At their most recent gathering, last week, RBA policymakers left monetary policy unchanged and offered some details with regards to their QE program. They noted that they will do what is necessary to achieve a 3-year yield target of 0.25%, with the target expected to remain in place until progress is being made towards the goals for full employment and inflation. However, they added that if conditions continue to improve, it is likely that smaller and less frequent purchases of government bonds will be required.
After saying that interest rates have reached their effective lower bound at the prior meeting, the aforementioned points suggest that there is very little chance of expanding their QE program. On the contrary, they could soon scale it back if the spreading of the coronavirus continues to level off. It would be interesting though to see whether a disappointing jobs report – with the unemployment rate rising further above the 4.5% threshold which the RBA expects to start generating inflationary pressures – will force them to change their minds and start considering a QE expansion.
Later in the day, we get Germany’s final inflation data for March, but as it is always the case, they are expected to confirm their preliminary estimates. Eurozone’s industrial production for February is also due to be released and the forecast points to a 0.2% mom slide after a 2.3% increase in January.
From the US, we have building permits and housing starts for March, as well as the Philly Fed manufacturing index for April.

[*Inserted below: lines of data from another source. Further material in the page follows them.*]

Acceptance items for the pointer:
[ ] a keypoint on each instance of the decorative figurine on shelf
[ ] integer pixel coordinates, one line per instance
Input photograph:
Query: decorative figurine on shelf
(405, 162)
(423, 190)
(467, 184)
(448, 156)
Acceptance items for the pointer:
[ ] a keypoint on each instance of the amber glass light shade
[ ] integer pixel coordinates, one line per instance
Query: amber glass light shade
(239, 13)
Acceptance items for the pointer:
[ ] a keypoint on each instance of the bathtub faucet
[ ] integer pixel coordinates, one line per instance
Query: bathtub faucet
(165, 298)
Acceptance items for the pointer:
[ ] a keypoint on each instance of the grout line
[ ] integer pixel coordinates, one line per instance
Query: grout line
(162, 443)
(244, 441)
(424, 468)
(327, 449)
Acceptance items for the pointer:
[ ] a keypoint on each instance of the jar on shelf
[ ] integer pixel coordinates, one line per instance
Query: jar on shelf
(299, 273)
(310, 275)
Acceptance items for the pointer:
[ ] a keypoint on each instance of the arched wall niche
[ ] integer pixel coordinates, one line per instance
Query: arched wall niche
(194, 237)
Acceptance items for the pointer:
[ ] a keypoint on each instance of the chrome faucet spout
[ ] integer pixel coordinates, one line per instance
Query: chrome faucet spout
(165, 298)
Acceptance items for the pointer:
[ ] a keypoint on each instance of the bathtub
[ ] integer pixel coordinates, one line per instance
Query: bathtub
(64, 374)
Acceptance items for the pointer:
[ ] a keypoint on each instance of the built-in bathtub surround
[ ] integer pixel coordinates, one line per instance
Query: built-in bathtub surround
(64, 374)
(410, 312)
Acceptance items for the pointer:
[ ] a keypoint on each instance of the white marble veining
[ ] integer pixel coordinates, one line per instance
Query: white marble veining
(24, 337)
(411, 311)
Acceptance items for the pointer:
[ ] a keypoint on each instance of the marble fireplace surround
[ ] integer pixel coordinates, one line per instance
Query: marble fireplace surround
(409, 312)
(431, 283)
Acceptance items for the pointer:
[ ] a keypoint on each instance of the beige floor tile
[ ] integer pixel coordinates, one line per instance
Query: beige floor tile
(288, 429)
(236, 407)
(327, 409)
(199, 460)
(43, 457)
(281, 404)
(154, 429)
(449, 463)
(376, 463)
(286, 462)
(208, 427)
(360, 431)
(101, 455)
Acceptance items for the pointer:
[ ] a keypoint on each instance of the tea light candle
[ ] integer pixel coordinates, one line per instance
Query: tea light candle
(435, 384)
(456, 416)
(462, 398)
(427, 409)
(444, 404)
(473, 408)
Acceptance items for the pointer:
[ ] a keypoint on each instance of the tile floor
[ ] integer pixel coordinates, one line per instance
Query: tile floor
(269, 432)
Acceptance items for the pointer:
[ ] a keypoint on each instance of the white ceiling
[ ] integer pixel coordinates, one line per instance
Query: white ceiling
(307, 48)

Both building permits and housing starts are expected to have declined somewhat, while the Philly Fed index is forecast to have slid to -30.0 from -12.7. Similarly, with the New York Empire State index, this could be an early sign over whether the damages in the manufacturing sector would drag more than previously estimated.
Finally, on Friday, in Asia, we get China’s GDP for Q1, as well as retail sales, industrial production and fixed asset investment, all for March. The nation’s economy is all but certain to have shrank in the first three months of the year, due to the coronavirus outbreak, with the market consensus pointing to a 6.0% contraction. Retail sales, industrial production and fixed asset investment are all expected to have continued sliding in March, but at a slower pace than in February. Bearing in mind that the spreading of the virus in China slowed notably during the third month of this year, we wouldn’t be surprised if we get better readings. The big question is whether the economy has started recovering in the second quarter after the nation has lifted several restrictive measures.
As for the rest of Friday’s data, the only worth mentioning is Eurozone’s final CPIs for March, which, as always, are expected to confirm their initial prints.